Arthur, trailing a step behind, slowed for a fraction of a second, his gaze lingering on the woman's frame. The height, the delicate chin... it was familiar, but he dismissed it as coincidence and hurried to catch up to his boss.
Dahlia stopped breathing.
The voice.
It wrapped around her spine like a cold wire.
Clive?
No. It couldn't be.
The man walked past her. The scent of him trailed behind. Cedarwood. Crisp rain. And something metallic, like money.
Dahlia stood frozen in the middle of the hallway. Her heart hammered against her ribs like a trapped bird.
It sounded exactly like him.
But Clive Harrington wouldn't be on the fourth floor of a major medical center without an entourage. He would be in the penthouse suite of Mount Sinai, or in London.

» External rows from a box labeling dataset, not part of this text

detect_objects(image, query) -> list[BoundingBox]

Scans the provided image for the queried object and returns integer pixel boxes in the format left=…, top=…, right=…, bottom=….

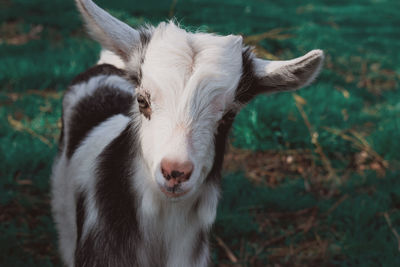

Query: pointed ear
left=76, top=0, right=140, bottom=62
left=253, top=50, right=324, bottom=94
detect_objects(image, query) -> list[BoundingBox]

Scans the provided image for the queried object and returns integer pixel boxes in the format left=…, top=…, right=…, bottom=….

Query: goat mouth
left=160, top=185, right=190, bottom=198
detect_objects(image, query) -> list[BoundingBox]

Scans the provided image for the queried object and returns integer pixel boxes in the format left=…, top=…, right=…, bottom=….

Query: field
left=0, top=0, right=400, bottom=267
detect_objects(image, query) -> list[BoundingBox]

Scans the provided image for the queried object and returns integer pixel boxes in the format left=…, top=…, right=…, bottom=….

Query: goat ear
left=253, top=50, right=324, bottom=94
left=76, top=0, right=140, bottom=61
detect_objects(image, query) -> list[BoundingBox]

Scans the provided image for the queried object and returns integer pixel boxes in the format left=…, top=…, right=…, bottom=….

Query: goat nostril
left=171, top=170, right=185, bottom=178
left=161, top=159, right=193, bottom=183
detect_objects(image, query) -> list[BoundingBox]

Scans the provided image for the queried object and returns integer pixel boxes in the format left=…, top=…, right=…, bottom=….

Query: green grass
left=0, top=0, right=400, bottom=266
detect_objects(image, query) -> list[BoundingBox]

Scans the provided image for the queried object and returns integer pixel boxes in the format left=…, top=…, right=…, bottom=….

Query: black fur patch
left=235, top=47, right=261, bottom=104
left=71, top=64, right=125, bottom=86
left=67, top=86, right=134, bottom=158
left=206, top=111, right=236, bottom=183
left=75, top=125, right=141, bottom=267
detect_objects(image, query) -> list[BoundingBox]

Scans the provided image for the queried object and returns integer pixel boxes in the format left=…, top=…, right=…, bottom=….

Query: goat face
left=77, top=0, right=323, bottom=199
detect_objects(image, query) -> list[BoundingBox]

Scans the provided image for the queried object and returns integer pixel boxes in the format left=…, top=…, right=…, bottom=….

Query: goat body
left=51, top=0, right=323, bottom=267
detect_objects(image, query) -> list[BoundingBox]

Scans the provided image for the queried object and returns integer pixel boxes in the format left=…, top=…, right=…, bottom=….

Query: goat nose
left=161, top=159, right=193, bottom=186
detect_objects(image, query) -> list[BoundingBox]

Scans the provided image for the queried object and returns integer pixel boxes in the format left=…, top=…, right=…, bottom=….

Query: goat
left=51, top=0, right=324, bottom=267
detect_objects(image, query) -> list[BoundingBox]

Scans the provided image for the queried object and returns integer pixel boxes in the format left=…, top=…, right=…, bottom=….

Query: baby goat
left=52, top=0, right=323, bottom=267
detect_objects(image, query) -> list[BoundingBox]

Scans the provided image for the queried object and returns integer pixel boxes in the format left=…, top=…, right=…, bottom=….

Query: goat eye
left=137, top=95, right=149, bottom=109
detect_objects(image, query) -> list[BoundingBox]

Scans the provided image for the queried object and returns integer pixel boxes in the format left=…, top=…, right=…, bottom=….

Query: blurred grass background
left=0, top=0, right=400, bottom=266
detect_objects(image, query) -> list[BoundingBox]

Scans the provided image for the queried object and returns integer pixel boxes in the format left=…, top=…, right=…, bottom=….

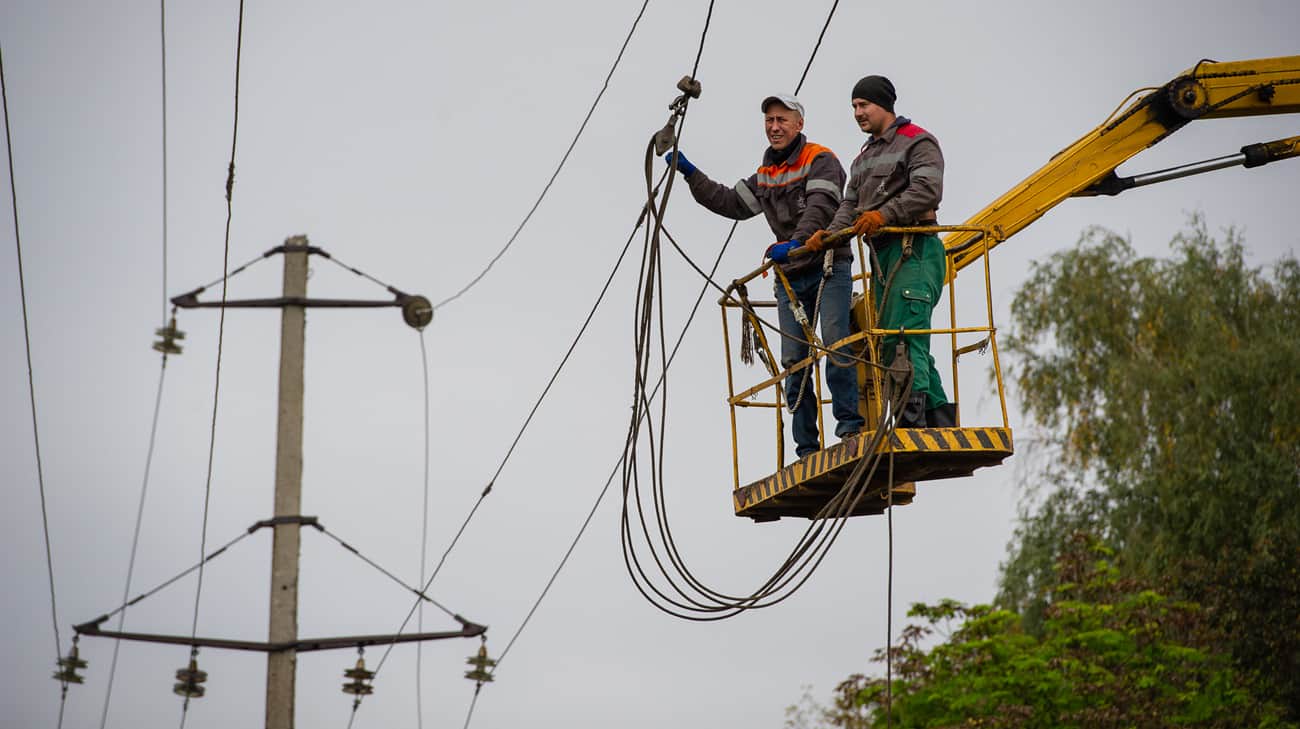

She shook her head. Paranoia. The stress was getting to her.
She turned around, tapping the cane rapidly, retreating to the safety of her room.
Clive reached the elevator. He pressed the button.
Something nagged at him.
That voice.
It was soft, terrified. But the timbre...
He frowned. He replayed the moment in his head. The way she held the cane. The messy hair.
Arthur, he said.
Yes, Mr. Harrington?
Go back to the nurse's station. Find out who is in room... He calculated the distance back from where they collided. Room 404.
Arthur looked confused. Why, sir?
Just do it.
Clive didn't know why. He wasn't a man of intuition. He was a man of data. But the data in his head-the voice, the height, the chin that poked out from under the bandages-was forming a pattern he didn't like.
Arthur ran back.
Clive held the elevator door open with his foot. He waited.
Two minutes later, Arthur returned. His face was pale. He looked like he had seen a ghost, or worse, a lawsuit.
Well? Clive demanded.
Sir, Arthur swallowed hard. The patient in 404. It's... it's Mrs. Harrington.
Clive's hand tightened on the elevator door. The metal groaned.
Dahlia?
Yes, sir. She checked in under her maiden name.
Clive felt a sensation he rarely experienced. It started in his gut and burned its way up to his throat. It wasn't just anger. It was something sharper.
She was here. Blind. Alone. And she hadn't told him.
He stepped out of the elevator.
Cancel the board meeting, he growled.